Berlie Doherty was born in Liverpool in 1943, and was educated at the University of Durham, where she read English. She taught, and worked as a social worker, and wrote and produced Schools programmes for Radio Sheffield. She inherited a love of daydreaming from her mother; and from her father a love of stories. As a child, she had stories and poems published on the Children’s Page of the Liverpool Echo, and was aghast to receive a letter from the editor, once she was fourteen, telling her she was too old now to contribute. And so she retired, temporarily, from writing, starting again once she decided to start a PGCE at the University of Sheffield, and took a creative writing course as part of it. Her tutor loved her short story, Requiem, based on her convent school days, and recommended she tried to get it published. She did. Of the process of writing, she said:
'When I talk to children and explain the process of writing I describe it as "I remember and let’s pretend." "I remember" is where you start, it’s what gives the story vitality and truth. "Let’s pretend" is what the imagination does with it, the lies that a story-teller is allowed to tell.'
Finding the books
Coconut is no longer in print, but is very easy to find. Spellhorn, Willa, Snowy, Nightmare and Old Miss Annie are still in print.
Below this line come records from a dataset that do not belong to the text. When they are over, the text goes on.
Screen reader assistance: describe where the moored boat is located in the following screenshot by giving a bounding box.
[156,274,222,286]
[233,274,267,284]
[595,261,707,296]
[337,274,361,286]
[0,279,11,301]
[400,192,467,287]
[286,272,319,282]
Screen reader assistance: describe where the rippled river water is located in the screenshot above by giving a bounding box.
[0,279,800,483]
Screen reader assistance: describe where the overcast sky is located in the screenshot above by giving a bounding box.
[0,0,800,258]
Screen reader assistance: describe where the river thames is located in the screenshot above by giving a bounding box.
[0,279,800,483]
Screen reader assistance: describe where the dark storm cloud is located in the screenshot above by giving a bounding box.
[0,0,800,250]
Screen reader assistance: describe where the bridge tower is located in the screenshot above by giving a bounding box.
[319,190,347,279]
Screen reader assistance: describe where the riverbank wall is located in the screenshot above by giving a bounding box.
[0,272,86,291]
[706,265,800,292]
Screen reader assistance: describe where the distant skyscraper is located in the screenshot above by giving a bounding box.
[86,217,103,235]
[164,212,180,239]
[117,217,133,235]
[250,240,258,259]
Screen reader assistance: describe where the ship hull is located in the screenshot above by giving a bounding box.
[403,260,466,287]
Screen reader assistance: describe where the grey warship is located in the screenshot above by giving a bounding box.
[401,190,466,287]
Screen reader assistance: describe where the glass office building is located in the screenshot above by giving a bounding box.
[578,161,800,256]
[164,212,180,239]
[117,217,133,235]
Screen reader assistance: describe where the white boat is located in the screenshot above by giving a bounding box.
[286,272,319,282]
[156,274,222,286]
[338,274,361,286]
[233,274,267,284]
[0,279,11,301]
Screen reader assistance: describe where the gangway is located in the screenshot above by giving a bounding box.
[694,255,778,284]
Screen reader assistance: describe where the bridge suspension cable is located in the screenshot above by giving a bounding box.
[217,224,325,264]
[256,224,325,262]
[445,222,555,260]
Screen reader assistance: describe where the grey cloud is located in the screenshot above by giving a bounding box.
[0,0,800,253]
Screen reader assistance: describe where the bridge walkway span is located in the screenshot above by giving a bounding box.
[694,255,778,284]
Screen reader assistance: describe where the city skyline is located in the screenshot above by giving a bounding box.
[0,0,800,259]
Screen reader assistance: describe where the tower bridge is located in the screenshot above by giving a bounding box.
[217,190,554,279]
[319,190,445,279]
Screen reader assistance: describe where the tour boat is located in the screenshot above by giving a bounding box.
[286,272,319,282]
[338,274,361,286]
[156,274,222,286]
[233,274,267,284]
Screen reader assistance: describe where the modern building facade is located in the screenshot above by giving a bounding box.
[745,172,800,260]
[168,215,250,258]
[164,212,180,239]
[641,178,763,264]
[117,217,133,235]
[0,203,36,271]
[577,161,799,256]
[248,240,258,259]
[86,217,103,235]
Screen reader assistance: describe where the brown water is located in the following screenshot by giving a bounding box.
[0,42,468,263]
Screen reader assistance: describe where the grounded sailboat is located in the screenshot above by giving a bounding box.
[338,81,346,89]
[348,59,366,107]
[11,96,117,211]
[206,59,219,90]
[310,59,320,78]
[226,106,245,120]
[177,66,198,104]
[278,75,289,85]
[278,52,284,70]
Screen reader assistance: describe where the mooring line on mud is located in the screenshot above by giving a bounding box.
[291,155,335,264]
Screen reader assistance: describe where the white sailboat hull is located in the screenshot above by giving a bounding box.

Bibliography: pony books only
Spellhorn, Hamish Hamilton, London, 1989, 190 pp.
Harper Collins, London, 1999
Collins Modern Classics, London, 2002, pb.
Harper Collins, 2010 (Essential Modern Classics)
Snowy, Harper Collins, London, 1992, 29 pp. Illus Keith Bowen
Picture Lions, Collins, London, 2003, 32 pp.
Dial, New York, 1993
Willa and Old Miss Annie, Walker Children’s Books, London, 1994, pb, illus Kim Lewis, 93 pp.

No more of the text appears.